Jasmine Wicks Stephens
There’s no ‘one size fits all’ approach when it comes to skin care. Dry skin can very often mean the odd dry patch, whereas most oily complexions might actually only struggle with and oilier T-zone. Whatever the case, taking the time to analyse and understand your skin will benefit you more in the long run than delving into a ‘does-it-all’ product. Face masks are amazing at helping you tackle any concerns and give your skin a little pick-me-up every now and again, so why not maximise their potential by transforming them into targeted treatments? Keep reading for the how to’s of multi-masking.
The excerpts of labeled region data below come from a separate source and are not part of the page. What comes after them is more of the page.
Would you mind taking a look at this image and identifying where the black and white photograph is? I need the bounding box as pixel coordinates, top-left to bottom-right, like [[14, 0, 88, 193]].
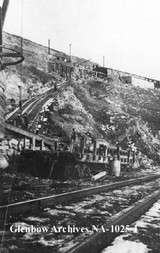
[[0, 0, 160, 253]]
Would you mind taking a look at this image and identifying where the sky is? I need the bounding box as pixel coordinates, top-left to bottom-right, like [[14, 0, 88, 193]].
[[0, 0, 160, 80]]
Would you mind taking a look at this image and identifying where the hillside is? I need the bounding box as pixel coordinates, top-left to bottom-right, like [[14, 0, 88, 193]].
[[1, 33, 160, 162]]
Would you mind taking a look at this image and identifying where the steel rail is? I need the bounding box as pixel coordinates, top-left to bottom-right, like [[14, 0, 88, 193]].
[[0, 174, 160, 214], [65, 191, 160, 253]]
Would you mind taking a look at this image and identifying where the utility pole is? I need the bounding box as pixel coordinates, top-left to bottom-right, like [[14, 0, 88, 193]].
[[69, 44, 72, 62], [48, 39, 51, 54], [69, 44, 72, 82], [103, 56, 105, 68]]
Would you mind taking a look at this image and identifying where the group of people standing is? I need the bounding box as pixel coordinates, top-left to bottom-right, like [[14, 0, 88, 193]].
[[14, 113, 29, 131]]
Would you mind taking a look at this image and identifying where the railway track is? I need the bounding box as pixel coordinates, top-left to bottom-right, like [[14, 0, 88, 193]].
[[6, 82, 68, 120], [0, 177, 160, 253], [0, 174, 160, 214], [99, 199, 160, 253]]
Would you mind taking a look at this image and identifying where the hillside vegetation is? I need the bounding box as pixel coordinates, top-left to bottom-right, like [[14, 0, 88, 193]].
[[4, 33, 160, 162]]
How to multi-task your skincare routine

Multi-masking is, essentially, the simultaneous use of two or more face masks on different areas of the face according to your skin’s needs. This will allow you to give each part of your face the care it requires and ensure you don’t overwhelm or disturb your skin with ingredients it may not need. It goes without saying that you should only start applying your face masks on a cleansed complexion to ensure best results. But first off, you need to decode your skin…

Dry, oily and normal seem like pretty straightforward skin types that we’re all accustomed to. However, when you add in the hormonal fluctuations stirring things up, you’ll realise your complexion does not continuously stay the same throughout the month. On the fourth week of your cycle, for example, sebum production tends to increase, which can generate more oiliness. But fear not, you can introduce a face-mask-turned-targeted-treatment to calm things down – if your skin is normally on the drier, duller side for example, and you’re an avid user of Tired faace, try to shake things up by popping Period faace in your T-zone when oil starts to appear.
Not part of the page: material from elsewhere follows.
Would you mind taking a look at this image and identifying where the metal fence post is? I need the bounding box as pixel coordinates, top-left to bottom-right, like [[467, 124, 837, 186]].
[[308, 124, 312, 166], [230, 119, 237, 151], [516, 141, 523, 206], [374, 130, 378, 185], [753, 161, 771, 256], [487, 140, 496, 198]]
What's best for combination skin?

If you’ve got combination skin, you can easily turn multi-masking into an all-rounder within your skincare routine. Again, take some time to analyse the different areas of your face – flakiness calls for mild exfoliation, tightness signifies the need for hydration, whilst blemish-prone areas can do with some oil-regulating, anti-inflammatory ingredients (Period faace or Sweaty faace, depending on how oily your skin is, will do a great job). As a basic guide, if patches of your skin feel mildly uncomfortable, slather a moisturising mask on them. Any areas where your make-up tends to slip from you can tackle with an oil-controlling mask; duller, glow-lacking areas will benefit from anti-oxidant rich formulas – AKA Tired faace.
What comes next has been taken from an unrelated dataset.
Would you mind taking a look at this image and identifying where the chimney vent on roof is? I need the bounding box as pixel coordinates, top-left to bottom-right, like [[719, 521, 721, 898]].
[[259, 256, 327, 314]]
How many times a week should I do my skincare routine?

Now, it’s time to multi-mask away! Specialists recommend embracing this fun process once or twice a week, depending on your skin concerns (and, of course, the time you’ve got on your hands). As a rule of thumb, hydrating formulas can be left on for longer, whilst exfoliating masks require more thorough timing, especially if your skin is on the sensitive side – but always stick to the masks’ instructions. Make sure you wash off the masks and towel-dry your skin before applying the rest of your routine, especially if you want to follow up with more potent formulas.